Broadcaster UTV’s lenders have agreed to ease borrowing terms after weaker than expected audience figures for its new Republic of Ireland station.
UTV Ireland’s viewing figures stalled in the last month, the company said in a stock market announcement.
As a result the company revised its guidance for the full year and now expects UTV Ireland to incur losses of £11.5m in 2015.
Shares in UTV fell sharply after the news, down 2pc in London.
“Having seen signs of audience growth in Q1, this has stalled in the last month, demonstrating the difficulty of predicting audiences for a start-up channel in a competitive market,” UTV said.
The company said viewership figures remain volatile, especially away from its imported prime time shows such as Coronation Street.

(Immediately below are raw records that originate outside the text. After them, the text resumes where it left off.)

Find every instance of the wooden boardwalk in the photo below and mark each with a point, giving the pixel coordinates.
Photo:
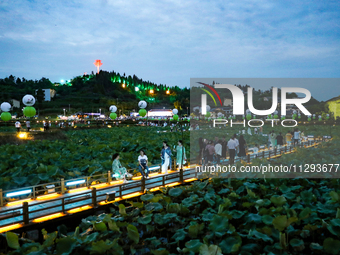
(55, 205)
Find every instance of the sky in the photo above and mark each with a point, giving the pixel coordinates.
(170, 42)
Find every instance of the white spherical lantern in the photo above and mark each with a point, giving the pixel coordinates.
(142, 104)
(28, 100)
(113, 108)
(5, 107)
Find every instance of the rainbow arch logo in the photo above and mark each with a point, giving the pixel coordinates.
(209, 93)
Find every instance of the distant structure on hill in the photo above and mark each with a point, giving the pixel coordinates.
(334, 106)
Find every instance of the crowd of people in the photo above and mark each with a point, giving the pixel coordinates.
(121, 172)
(213, 151)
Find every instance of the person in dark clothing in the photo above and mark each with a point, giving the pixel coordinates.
(224, 148)
(242, 147)
(279, 140)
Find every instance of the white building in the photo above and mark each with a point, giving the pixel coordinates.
(48, 93)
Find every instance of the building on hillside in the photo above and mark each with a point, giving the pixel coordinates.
(227, 102)
(226, 110)
(15, 103)
(48, 94)
(333, 105)
(160, 113)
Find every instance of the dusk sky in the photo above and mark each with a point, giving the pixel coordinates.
(170, 42)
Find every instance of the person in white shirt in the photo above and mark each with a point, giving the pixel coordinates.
(256, 151)
(28, 125)
(237, 144)
(18, 126)
(232, 149)
(143, 164)
(218, 150)
(296, 136)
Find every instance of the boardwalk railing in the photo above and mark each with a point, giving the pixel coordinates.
(33, 211)
(62, 186)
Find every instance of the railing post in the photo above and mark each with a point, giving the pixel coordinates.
(94, 197)
(25, 215)
(109, 179)
(142, 184)
(63, 204)
(1, 199)
(62, 184)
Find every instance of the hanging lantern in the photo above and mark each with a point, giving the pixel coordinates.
(142, 104)
(6, 116)
(142, 112)
(28, 100)
(5, 107)
(113, 108)
(29, 111)
(113, 115)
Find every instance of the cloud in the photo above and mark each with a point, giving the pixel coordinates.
(170, 41)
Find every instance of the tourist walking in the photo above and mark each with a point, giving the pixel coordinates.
(242, 147)
(279, 141)
(28, 125)
(289, 138)
(237, 149)
(232, 148)
(218, 151)
(143, 164)
(273, 139)
(210, 150)
(166, 157)
(224, 148)
(17, 126)
(181, 157)
(296, 137)
(119, 171)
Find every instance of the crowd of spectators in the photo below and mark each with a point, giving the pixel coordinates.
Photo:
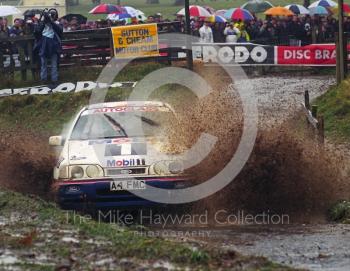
(271, 30)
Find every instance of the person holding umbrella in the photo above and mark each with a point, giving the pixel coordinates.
(206, 33)
(48, 34)
(231, 32)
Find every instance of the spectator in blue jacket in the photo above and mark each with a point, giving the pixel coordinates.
(48, 33)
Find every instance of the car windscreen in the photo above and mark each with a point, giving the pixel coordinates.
(121, 124)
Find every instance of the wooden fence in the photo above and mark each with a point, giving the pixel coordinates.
(80, 48)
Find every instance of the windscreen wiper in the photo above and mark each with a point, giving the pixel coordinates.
(148, 121)
(115, 124)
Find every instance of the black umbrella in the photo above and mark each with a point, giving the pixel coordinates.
(80, 18)
(32, 12)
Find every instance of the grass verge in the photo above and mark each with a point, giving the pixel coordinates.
(335, 107)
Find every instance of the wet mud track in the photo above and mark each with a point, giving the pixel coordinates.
(311, 247)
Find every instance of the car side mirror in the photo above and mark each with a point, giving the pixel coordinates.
(56, 141)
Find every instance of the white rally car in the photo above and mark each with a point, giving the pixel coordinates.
(105, 157)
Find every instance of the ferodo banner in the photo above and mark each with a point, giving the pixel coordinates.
(247, 54)
(63, 88)
(235, 53)
(310, 55)
(135, 41)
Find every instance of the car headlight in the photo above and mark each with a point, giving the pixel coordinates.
(93, 171)
(175, 167)
(77, 172)
(167, 167)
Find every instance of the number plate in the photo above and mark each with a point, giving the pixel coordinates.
(128, 185)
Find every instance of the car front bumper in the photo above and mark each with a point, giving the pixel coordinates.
(96, 194)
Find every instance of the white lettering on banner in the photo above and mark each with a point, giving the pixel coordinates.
(325, 54)
(65, 87)
(259, 54)
(62, 88)
(85, 85)
(40, 90)
(297, 54)
(242, 54)
(239, 54)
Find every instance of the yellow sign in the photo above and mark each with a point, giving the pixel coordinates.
(135, 40)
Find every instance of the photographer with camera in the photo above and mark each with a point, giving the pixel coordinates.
(48, 34)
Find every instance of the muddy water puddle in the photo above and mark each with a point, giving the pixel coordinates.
(313, 247)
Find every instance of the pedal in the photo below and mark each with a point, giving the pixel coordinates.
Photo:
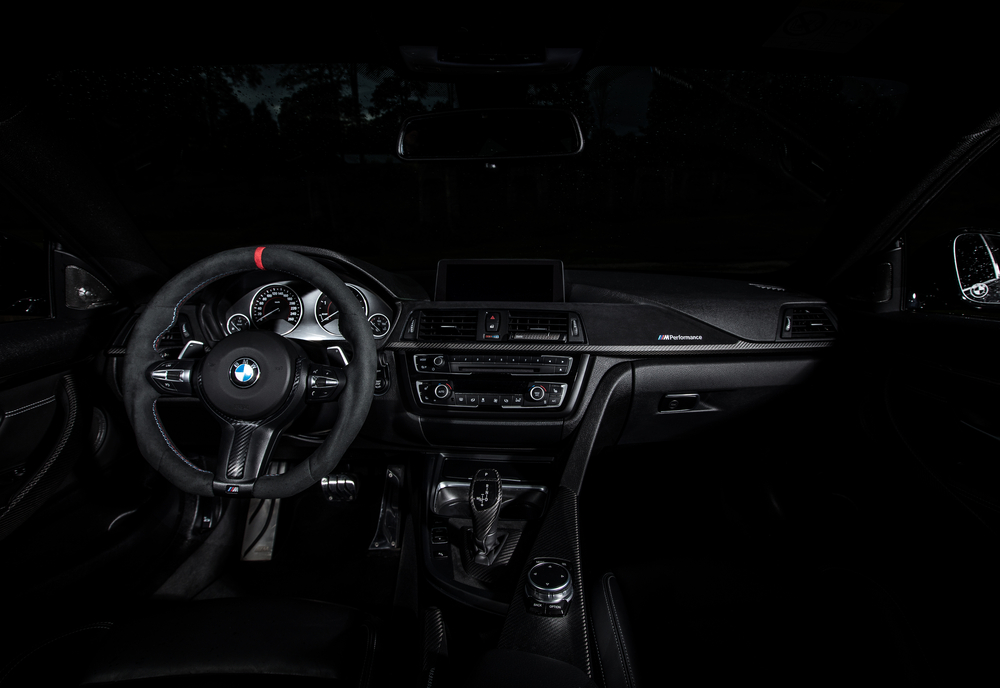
(262, 523)
(387, 533)
(340, 487)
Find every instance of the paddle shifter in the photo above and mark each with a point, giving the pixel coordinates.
(485, 495)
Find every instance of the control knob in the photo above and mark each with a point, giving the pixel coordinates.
(549, 582)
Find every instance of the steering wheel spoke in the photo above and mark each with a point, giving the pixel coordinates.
(244, 453)
(325, 382)
(173, 377)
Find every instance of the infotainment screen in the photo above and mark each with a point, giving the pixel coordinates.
(500, 280)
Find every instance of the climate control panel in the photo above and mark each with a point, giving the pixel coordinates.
(513, 364)
(525, 395)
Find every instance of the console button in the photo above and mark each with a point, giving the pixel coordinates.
(536, 607)
(557, 608)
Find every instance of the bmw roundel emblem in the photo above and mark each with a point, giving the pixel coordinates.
(244, 372)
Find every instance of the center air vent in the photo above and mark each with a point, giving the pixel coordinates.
(447, 326)
(543, 325)
(807, 322)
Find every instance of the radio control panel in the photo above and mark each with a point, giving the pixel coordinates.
(526, 395)
(493, 363)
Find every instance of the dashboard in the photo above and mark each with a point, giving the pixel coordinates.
(461, 372)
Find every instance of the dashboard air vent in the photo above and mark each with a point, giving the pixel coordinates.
(807, 322)
(539, 325)
(447, 326)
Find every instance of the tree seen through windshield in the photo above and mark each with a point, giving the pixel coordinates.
(682, 170)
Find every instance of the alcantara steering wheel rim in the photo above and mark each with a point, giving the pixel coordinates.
(253, 420)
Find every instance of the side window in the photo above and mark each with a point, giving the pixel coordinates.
(25, 281)
(953, 245)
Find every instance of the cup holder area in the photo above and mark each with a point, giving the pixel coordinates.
(520, 502)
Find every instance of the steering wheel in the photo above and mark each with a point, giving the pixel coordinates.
(255, 383)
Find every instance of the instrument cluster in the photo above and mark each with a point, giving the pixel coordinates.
(297, 310)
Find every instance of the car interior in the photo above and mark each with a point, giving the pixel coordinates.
(591, 353)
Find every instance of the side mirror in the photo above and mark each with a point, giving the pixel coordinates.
(490, 134)
(977, 266)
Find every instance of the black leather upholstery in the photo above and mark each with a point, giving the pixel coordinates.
(254, 639)
(703, 624)
(612, 634)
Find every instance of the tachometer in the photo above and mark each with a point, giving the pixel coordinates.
(327, 313)
(237, 323)
(276, 307)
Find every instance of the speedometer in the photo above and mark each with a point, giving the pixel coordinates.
(327, 314)
(276, 307)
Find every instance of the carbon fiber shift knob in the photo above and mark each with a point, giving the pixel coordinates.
(485, 495)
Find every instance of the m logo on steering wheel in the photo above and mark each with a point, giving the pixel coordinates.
(244, 372)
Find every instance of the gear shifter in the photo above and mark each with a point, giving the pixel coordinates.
(485, 495)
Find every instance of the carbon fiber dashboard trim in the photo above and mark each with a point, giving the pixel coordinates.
(612, 350)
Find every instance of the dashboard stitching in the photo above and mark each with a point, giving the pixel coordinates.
(651, 349)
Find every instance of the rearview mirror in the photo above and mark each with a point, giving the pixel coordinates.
(977, 265)
(490, 134)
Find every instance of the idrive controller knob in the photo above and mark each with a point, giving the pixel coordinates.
(549, 589)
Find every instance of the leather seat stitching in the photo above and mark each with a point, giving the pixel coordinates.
(31, 406)
(103, 625)
(614, 628)
(618, 625)
(600, 664)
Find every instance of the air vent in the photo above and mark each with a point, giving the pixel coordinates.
(807, 322)
(540, 325)
(447, 326)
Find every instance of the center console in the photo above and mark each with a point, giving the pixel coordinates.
(486, 382)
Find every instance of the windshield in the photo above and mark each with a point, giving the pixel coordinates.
(683, 170)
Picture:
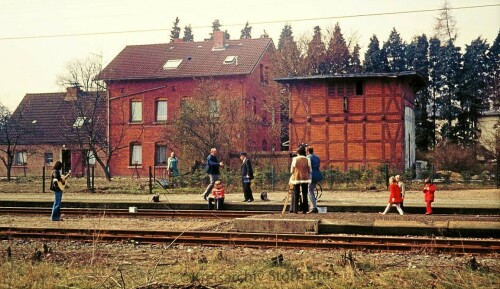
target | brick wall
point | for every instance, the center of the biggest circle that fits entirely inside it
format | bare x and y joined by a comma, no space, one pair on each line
149,132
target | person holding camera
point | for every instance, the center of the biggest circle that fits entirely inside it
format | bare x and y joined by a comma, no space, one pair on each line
300,179
316,177
213,170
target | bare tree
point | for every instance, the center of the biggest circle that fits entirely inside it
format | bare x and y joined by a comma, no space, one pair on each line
445,26
12,131
90,115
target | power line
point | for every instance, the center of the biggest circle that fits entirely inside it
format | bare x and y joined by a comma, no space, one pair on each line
254,23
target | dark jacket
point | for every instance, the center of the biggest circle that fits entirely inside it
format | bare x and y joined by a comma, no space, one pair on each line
246,169
316,175
213,166
54,177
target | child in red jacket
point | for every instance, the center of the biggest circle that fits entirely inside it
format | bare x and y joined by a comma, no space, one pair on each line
428,191
217,197
395,197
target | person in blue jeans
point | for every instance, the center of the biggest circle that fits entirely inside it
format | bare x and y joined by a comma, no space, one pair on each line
213,170
55,177
316,177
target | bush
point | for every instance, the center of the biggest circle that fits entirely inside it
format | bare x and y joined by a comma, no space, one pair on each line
453,157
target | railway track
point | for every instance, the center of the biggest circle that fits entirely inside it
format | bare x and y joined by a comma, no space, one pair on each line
143,213
260,240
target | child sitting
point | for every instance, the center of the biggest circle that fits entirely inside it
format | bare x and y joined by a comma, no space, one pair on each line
217,197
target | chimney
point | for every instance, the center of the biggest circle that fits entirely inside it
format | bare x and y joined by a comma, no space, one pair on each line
72,93
219,37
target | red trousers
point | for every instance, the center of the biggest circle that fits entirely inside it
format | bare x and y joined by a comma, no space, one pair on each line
428,207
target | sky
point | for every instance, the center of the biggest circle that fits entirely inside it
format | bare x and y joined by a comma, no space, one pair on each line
38,37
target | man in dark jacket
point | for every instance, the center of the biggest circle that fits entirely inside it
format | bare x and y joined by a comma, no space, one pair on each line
315,177
246,177
213,170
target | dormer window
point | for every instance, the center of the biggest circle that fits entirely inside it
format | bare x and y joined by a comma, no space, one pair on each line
231,59
79,122
172,64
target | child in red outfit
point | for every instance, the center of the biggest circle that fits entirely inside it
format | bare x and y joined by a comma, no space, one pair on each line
217,197
428,191
395,197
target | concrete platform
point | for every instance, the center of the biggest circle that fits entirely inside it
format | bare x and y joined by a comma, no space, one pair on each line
377,227
279,226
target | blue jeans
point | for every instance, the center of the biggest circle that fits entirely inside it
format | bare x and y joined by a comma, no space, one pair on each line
213,179
311,194
56,209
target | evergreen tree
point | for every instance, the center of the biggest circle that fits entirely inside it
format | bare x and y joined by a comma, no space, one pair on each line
449,77
417,59
337,55
394,48
472,98
188,34
285,36
215,27
434,81
246,33
289,59
493,88
176,30
355,62
315,53
374,57
445,26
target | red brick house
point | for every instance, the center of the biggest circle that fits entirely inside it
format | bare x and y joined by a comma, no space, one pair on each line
355,120
147,83
44,130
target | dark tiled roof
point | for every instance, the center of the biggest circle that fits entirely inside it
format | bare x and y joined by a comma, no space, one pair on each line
198,59
47,118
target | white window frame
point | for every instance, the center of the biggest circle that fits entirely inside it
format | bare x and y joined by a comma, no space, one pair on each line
231,59
135,111
20,158
214,108
161,155
136,154
79,121
45,157
161,112
172,64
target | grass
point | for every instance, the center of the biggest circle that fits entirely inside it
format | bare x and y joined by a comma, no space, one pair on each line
130,265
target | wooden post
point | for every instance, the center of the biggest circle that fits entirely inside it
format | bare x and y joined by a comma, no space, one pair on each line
150,180
43,179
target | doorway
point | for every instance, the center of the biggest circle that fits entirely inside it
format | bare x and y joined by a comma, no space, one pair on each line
66,161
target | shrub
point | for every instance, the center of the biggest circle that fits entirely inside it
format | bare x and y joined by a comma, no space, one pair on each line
453,157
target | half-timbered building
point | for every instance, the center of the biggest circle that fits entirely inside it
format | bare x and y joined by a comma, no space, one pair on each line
355,120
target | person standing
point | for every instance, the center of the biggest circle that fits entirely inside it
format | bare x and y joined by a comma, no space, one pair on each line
301,177
213,170
246,177
402,188
316,177
172,164
217,198
428,191
56,177
394,197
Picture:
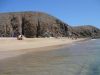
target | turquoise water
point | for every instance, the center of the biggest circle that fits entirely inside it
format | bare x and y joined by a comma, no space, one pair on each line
82,58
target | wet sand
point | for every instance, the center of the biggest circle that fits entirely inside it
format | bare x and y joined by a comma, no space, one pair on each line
10,47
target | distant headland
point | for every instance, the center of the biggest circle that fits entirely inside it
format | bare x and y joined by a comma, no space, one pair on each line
39,24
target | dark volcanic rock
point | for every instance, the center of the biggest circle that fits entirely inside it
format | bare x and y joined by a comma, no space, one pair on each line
86,31
31,24
38,24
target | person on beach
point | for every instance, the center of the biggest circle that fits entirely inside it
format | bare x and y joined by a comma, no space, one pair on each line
19,37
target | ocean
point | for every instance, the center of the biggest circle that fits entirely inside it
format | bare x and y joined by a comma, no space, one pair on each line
81,58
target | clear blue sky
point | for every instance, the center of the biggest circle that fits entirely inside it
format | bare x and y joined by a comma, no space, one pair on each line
73,12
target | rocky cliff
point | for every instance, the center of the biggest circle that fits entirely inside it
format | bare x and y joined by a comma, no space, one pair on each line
85,31
38,24
31,24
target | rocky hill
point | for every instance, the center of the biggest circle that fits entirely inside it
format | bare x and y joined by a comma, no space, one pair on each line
38,24
31,24
86,31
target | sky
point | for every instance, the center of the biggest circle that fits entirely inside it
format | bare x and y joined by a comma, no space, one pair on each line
72,12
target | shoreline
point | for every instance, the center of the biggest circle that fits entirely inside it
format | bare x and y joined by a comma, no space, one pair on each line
31,45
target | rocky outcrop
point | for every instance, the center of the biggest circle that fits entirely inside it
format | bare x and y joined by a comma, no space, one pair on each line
85,31
31,24
38,24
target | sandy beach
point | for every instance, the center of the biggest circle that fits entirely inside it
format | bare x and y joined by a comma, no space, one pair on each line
10,47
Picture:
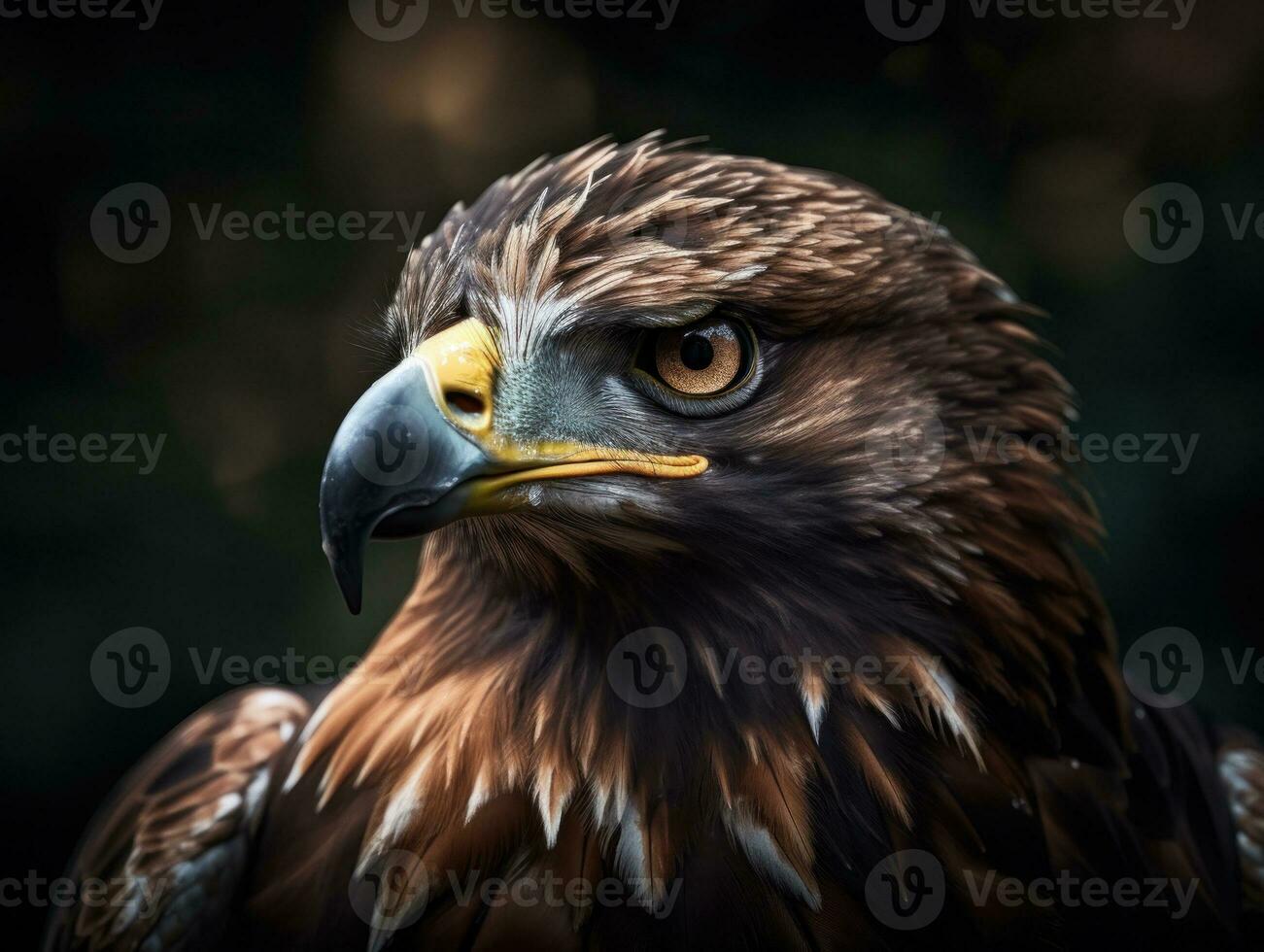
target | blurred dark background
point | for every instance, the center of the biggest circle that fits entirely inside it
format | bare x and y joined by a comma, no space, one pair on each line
1027,137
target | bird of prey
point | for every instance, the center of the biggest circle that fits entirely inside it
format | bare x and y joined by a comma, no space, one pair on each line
729,629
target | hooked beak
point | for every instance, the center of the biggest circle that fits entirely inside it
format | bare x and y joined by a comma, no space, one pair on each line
419,450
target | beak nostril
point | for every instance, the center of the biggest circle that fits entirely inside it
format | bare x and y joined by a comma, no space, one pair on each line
465,402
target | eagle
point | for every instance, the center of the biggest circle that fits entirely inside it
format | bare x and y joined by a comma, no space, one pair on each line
729,631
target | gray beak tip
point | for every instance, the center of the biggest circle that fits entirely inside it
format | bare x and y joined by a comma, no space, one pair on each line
392,472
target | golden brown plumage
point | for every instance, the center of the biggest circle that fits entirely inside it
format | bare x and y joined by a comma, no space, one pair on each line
484,737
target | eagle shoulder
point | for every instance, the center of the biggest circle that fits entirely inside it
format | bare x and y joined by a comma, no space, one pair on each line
158,867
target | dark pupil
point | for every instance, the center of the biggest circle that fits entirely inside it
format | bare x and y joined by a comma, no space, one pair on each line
697,352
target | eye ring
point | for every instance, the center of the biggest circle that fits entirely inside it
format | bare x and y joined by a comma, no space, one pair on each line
704,368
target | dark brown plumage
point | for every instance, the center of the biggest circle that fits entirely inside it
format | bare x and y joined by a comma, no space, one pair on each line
483,737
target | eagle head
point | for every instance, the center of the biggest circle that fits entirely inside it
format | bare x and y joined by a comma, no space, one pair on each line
665,376
747,409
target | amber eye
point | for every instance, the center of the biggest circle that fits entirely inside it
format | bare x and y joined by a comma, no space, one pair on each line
703,359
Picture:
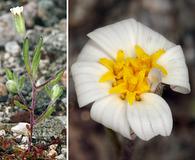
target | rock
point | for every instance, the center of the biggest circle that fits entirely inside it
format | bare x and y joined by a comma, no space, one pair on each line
13,48
60,157
7,28
50,11
34,35
55,42
25,140
52,153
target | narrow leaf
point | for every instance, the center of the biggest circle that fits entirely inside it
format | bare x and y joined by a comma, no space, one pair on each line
37,57
9,74
48,90
26,55
15,77
57,78
46,114
18,104
21,83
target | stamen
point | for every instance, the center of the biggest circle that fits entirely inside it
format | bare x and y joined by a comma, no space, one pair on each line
131,77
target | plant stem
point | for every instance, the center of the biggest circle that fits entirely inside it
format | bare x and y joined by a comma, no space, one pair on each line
22,98
32,118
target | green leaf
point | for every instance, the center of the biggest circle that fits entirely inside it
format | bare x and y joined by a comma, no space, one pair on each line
21,83
26,55
46,114
57,79
9,74
18,104
15,77
48,90
56,92
37,57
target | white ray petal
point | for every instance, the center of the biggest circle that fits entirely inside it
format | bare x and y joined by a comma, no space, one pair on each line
111,112
91,52
150,40
120,35
86,76
174,62
150,117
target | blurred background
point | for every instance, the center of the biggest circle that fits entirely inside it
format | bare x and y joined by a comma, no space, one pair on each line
45,18
175,19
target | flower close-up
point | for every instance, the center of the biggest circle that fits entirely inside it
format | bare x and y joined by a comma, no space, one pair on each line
122,69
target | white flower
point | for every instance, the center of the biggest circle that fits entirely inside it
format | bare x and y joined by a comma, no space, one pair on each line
17,10
120,69
21,128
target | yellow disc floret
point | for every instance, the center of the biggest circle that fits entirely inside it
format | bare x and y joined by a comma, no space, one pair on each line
129,74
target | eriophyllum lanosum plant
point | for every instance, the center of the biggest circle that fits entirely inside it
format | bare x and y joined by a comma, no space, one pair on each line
16,83
121,69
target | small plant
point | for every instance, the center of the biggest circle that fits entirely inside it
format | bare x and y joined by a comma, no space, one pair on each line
15,83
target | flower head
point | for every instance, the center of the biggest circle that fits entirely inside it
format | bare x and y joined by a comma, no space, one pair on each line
17,13
121,68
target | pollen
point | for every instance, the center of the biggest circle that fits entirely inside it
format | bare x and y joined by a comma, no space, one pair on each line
128,75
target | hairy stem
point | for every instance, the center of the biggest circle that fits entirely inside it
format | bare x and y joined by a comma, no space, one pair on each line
22,98
32,117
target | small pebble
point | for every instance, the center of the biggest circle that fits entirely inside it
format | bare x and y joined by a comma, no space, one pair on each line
52,153
25,139
60,157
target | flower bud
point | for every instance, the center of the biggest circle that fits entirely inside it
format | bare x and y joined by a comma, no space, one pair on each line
11,86
17,13
56,92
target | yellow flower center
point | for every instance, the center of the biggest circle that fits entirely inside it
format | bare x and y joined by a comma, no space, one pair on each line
129,74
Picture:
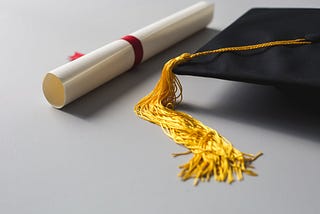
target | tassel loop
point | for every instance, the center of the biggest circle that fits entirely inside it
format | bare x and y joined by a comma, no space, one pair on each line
213,155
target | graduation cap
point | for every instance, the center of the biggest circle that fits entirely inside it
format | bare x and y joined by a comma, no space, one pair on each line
272,46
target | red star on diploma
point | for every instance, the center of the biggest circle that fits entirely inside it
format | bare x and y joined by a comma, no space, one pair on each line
75,56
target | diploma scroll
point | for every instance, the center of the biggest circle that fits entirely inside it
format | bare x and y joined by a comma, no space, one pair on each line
74,79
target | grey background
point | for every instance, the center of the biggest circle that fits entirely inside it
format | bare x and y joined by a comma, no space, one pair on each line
96,156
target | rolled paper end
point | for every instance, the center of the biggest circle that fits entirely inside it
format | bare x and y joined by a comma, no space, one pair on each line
53,90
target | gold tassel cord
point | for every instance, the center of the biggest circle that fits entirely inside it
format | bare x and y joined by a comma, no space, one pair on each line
213,155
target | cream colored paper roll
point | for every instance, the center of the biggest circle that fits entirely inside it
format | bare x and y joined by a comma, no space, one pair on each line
74,79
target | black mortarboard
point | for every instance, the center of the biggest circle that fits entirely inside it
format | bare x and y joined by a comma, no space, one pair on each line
274,46
282,65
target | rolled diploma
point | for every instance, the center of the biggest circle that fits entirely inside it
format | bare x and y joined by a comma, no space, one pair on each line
74,79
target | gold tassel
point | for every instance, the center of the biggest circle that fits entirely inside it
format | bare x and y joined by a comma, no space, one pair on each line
213,155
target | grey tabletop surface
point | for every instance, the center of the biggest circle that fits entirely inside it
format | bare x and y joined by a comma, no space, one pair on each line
96,156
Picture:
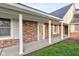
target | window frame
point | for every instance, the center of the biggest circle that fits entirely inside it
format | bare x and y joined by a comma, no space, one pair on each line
77,27
4,36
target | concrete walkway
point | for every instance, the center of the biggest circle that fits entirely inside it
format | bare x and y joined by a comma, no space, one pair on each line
28,48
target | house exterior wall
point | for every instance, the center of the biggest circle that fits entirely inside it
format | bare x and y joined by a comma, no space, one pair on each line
69,15
73,32
46,30
29,31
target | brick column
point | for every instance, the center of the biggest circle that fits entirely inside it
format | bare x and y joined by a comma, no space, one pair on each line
50,32
62,33
20,34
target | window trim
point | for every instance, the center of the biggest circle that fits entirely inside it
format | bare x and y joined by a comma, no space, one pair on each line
11,32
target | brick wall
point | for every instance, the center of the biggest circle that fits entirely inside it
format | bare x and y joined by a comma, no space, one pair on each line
29,31
7,43
74,34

“Whilst weekday peak time has performed well, with viewership almost 40pc greater than both RTE2 and TV3, day-time and weekend viewing has been disappointing.”
UTV said its board has approved an “action plan” to address the problems but said it will take time deliver improvements in viewership.
Despite the latest setback UTV said its strategic objective is still for UTV Ireland to be the second most watched channel in the Republic by 2017.
In the light of the latest developments UTV’s lenders have agreed to ease the terms on its company debt by allowing net debt/ebitda covenants on its facilities to be raised from 3.5:1 to 4.5:1 for a period of one year.